«LA LOTERÍA DE NAVIDAD: SEMBRAR ESPERANZA»


La Lotería de Navidad nació en tiempos de escasez. No como un juego frívolo, sino como una respuesta creativa a una necesidad común. Corría el año 1812, España estaba desgarrada por la guerra y las arcas públicas exhaustas. Desde Cádiz —ciudad sitiada y lúcida— se ideó una fórmula singular: recaudar fondos sin asfixiar aún más a un pueblo ya cansado de perder. Aquella “lotería moderna” no prometía milagros; ofrecía algo más humilde y, quizá por eso, más humano: la posibilidad compartida de esperar.

Desde entonces han pasado más de dos siglos, y el sorteo ha sobrevivido a guerras, crisis, cambios políticos y transformaciones sociales profundas. No es casual. Porque la Lotería de Navidad no se entiende solo desde la economía, sino desde la antropología. No jugamos únicamente por lo que podríamos ganar, sino por lo que somos mientras esperamos.

Hay algo profundamente simbólico en ese gesto anual de comprar un décimo. Es una forma de sembrar. No se sabe si habrá cosecha, pero se confía en el acto mismo de poner la semilla. Y esa lógica —la de sembrar sin garantías— pertenece al núcleo más auténtico de la condición humana. Vivimos así: trabajando, educando, cuidando, amando, sin certeza de resultados, pero con la convicción de que merece la pena intentarlo.

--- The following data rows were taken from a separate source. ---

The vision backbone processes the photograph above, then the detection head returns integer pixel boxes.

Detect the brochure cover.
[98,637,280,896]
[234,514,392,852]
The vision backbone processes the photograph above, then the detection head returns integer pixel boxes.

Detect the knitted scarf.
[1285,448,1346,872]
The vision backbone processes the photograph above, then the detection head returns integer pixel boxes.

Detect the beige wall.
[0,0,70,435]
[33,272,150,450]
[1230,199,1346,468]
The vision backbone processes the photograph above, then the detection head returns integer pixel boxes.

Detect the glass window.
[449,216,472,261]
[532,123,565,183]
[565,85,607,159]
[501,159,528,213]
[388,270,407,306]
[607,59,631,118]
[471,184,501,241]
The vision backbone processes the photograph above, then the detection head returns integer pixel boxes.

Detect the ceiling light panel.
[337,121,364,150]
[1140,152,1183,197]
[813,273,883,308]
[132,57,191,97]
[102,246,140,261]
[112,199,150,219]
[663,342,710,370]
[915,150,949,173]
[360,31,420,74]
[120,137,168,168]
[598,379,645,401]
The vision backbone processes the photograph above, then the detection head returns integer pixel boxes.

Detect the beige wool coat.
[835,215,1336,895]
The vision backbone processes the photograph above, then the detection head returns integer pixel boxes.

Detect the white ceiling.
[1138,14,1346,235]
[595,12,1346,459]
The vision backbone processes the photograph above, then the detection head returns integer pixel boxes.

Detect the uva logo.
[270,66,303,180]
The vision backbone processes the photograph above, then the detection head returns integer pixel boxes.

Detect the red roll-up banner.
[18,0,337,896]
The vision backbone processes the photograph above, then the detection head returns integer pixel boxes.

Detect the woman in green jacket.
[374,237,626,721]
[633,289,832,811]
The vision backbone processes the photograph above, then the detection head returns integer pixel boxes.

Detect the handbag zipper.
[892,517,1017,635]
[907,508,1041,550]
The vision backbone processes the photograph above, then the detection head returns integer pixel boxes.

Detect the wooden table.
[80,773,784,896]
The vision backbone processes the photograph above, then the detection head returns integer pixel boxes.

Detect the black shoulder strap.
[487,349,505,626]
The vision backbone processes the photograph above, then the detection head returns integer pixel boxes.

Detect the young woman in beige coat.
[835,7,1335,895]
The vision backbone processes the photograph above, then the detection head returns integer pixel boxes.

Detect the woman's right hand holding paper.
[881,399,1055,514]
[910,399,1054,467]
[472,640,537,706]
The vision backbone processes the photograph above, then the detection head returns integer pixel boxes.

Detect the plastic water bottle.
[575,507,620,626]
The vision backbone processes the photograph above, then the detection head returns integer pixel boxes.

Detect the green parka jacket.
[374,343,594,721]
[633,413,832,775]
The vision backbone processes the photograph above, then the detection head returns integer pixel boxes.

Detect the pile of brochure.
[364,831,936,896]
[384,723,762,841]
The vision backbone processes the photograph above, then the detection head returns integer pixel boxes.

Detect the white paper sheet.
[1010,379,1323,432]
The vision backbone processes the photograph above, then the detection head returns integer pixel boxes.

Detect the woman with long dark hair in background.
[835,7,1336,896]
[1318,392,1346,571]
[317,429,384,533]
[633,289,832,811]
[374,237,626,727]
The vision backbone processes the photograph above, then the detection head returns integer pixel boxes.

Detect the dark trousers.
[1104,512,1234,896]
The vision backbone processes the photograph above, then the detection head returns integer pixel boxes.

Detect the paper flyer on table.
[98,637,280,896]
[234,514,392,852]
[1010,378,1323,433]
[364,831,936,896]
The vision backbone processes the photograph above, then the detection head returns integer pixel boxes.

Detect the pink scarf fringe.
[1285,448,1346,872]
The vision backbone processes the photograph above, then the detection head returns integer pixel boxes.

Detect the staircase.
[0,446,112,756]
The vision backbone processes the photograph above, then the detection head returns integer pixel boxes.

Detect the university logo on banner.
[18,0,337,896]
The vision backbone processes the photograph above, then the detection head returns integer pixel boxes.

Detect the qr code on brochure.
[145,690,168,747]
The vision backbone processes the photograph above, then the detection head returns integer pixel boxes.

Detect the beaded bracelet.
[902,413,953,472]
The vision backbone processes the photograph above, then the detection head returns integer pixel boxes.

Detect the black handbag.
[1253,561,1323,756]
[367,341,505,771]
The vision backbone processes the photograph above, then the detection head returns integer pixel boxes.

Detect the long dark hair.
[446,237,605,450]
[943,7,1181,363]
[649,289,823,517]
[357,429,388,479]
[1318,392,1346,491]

Quizá por eso la Lotería de Navidad se juega, casi siempre, en compañía. Se comparte en el trabajo, en la familia, en el bar de siempre, en la asociación del barrio. No es tanto una apuesta individual como una empresa común. Lo decisivo no es que toque —que casi nunca toca—, sino haber estado juntos en la espera. Si llega la alegría, que sea compartida; si no, al menos no habrá sido solitaria.

En nuestras islas esto se percibe con claridad. Aquí el décimo se comenta, se reparte, se guarda con cuidado, se pierde y se vuelve a comprar. No hay grandes discursos, pero sí una sabiduría popular que entiende que la ilusión también necesita rituales. Que no basta con sobrevivir: hay que esperar algo más. Aunque sepamos que, estadísticamente, lo más probable es que no toque.

Y, sin embargo, jugamos. Porque el gozo no está solo en ganar, sino en intentarlo. En permitirnos, al menos una vez al año, pensar que la vida puede sorprender. En concederle al futuro un margen de gratuidad. En recordar que no todo está cerrado, que no todo depende de nuestro control, que aún hay lugar para la alegría inesperada.

Tal vez ahí radique el secreto de esta tradición. La Lotería de Navidad no promete justicia ni resuelve desigualdades, pero recuerda algo esencial: que la esperanza no es un cálculo, sino una disposición del alma. Se cultiva, se cuida, se comparte. Y, como toda semilla, necesita tiempo, paciencia y comunidad.

Al final, aunque no nos toque, algo queda. La ilusión vivida, la conversación compartida, la sonrisa cómplice. Y la certeza —tan frágil como necesaria— de que seguimos siendo capaces de esperar juntos. Que no es poco.